Non sono soltanto gli ebrei etiopi che soffrono per la discriminazione da parte di Israele, nonostante il miglioramento delle relazioni dal 2003. Gli Abayudaya, o ebrei ugandesi, che hanno una storia di conflitto con cristiani e musulmani, dicono che adesso il loro problema più grande è Israele, che non li riconosce come veri ebrei. Polemicamente, è stato circa nello stesso periodo in cui la Gran Bretagna stava prendendo in considerazione di dare l’Uganda come patria ebraica, che gli Abayudaya si sono formati. Nonostante gli fosse stata promessa una patria come agli israeliani, a loro non ne è stata data nessuna.

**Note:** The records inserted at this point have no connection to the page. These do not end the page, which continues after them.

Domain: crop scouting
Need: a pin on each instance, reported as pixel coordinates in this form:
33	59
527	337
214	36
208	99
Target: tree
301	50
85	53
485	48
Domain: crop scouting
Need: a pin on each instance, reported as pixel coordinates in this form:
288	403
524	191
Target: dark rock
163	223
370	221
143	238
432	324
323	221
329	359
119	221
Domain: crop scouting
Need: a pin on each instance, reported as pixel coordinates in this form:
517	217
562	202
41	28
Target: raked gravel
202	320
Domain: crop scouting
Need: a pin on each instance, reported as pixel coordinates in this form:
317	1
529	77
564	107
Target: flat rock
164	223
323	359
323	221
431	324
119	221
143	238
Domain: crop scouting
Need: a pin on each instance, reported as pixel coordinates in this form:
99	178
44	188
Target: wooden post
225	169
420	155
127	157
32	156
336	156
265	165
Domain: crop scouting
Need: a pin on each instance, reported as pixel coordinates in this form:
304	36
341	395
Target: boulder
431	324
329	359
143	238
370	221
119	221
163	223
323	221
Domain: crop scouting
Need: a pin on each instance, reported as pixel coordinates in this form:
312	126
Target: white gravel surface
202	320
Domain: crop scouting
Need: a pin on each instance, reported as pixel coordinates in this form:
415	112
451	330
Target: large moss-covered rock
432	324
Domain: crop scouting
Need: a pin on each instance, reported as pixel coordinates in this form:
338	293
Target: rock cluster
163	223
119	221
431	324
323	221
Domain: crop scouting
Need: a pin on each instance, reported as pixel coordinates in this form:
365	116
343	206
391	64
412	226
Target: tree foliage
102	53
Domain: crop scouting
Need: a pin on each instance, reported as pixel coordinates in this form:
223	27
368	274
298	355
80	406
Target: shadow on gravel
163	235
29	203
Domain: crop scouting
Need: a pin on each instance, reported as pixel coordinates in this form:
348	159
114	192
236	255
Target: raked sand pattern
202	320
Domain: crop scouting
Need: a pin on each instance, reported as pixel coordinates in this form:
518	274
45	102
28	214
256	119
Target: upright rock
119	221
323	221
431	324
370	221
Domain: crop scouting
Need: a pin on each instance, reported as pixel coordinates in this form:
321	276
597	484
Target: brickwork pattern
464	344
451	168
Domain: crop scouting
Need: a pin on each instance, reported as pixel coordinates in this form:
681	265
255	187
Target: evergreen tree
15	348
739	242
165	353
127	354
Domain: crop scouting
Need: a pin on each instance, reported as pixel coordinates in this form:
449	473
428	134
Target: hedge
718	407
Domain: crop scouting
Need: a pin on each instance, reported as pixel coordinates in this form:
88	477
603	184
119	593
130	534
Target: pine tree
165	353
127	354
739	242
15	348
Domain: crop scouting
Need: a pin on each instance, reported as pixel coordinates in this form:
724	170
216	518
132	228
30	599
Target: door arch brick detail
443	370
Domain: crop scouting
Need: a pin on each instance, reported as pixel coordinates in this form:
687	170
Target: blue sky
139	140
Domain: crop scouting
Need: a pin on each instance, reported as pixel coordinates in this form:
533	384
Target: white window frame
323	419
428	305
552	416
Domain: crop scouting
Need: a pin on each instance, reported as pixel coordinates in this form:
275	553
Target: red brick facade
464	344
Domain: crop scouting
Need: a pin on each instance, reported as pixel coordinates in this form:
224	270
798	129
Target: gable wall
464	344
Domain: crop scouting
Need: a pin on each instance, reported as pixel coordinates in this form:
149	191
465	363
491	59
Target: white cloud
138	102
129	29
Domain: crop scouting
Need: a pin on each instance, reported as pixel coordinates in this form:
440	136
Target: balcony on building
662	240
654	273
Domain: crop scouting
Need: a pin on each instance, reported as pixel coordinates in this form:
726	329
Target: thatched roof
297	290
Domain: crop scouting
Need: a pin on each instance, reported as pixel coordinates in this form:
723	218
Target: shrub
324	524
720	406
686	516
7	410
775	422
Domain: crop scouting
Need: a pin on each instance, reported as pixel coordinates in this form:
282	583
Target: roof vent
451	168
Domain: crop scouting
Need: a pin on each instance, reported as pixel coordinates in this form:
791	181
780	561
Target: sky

Poiché la storia si ripete, la violenza attuale presenta similitudini sorprendenti con ciò che hanno subito i palestinesi in Israele. Nel 1954 erano i palestinesi ad essere “infiltrati”, una giustificazione per il loro esilio. Questo è diventato il termine con il quale ci si riferisce comunemente ai rifugiati africani. Ai palestinesi non è stato permesso lavorare in aree ebraiche sotto il mandato britannico; i palestinesi israeliani subiscono discriminazioni sia in ambito lavorativo sia scolastico. Coloro che vivono in Cisgiordania e a Gaza sono i più penalizzati.

Lo scorso venerdì sono stati scarabocchiati dei graffiti sulle pareti di una scuola bilingue nel villaggio arabo-ebraico di Neve Shalom con scritto “morte agli arabi”, “vendetta” e “Kahana aveva ragione”, fra le altre oscenità. A circa quattordici vetture sono state forate le gomme in un attacco ad un villaggio, descritto come fondato sul principio della coesistenza, che sostiene l’accettazione e l’accordo fra gruppi religiosi.

Anche la comunità ebraica bianca sta mostrando segni d’intolleranza. Di recente, il centro commerciale Ramat Aviv, a Tel Aviv, ha impedito l’ingresso ad un uomo ultra-ortodosso.

È difficile dire se i politici stanno alimentando le fiamme della violenza o vogliono sfruttarla per fini politici; le due cose non sono incompatibili fra loro. Se gli attacchi sono una minaccia religiosa, razziale o culturale, sembrano avere un filo conduttore e questo è il sospetto della differenza e della paura di qualcuno al di fuori di loro. In entrambi i casi è difficile capire come una comunità che vive così vicino all’Africa non vuole interagire e vivere pacificamente con le persone che sono attorno.

La retorica dei politici israeliani sta raccontando di un paese che è costantemente in guardia contro una minaccia da parte dei loro vicini. Una minaccia che sta crescendo di pari passo alla negativa opinione pubblica dei loro vicini arabi, alleati con l’Occidente e che disprezza le recenti attività da parte di molti fra gli stessi israeliani.

Una convenzione del 1951 delle Nazioni Unite sui rifugiati, di cui Israele è un firmatario, mette in chiaro che gli stati che accolgono dei rifugiati hanno una responsabilità nei confronti del loro benessere, salute, diritti, libertà, e accesso ai documenti. I rifugiati meritano perlomeno un accesso ai diritti umani ed è dovere d’Israele fornirglielo.

Gli attacchi da parte di politici e di pochi israeliani che si sono assunti la responsabilità di agire, serviranno soltanto a svilire e demoralizzare i profughi. L’effetto a catena sarà più criminalità e disperazione e aumenteranno le tensioni della comunità. Costruire un muro fra il confine israelo-egiziano sarà l’unica causa che porterà i rifugiati ad adottare misure più pericolose per entrare nel paese, per poi subirne le conseguenze. La storia non ci ha raccontato abbastanza su quanto l’erezione di mura può fare alla società? Questo clima di paura e di odio renderà il problema peggiore, non migliore.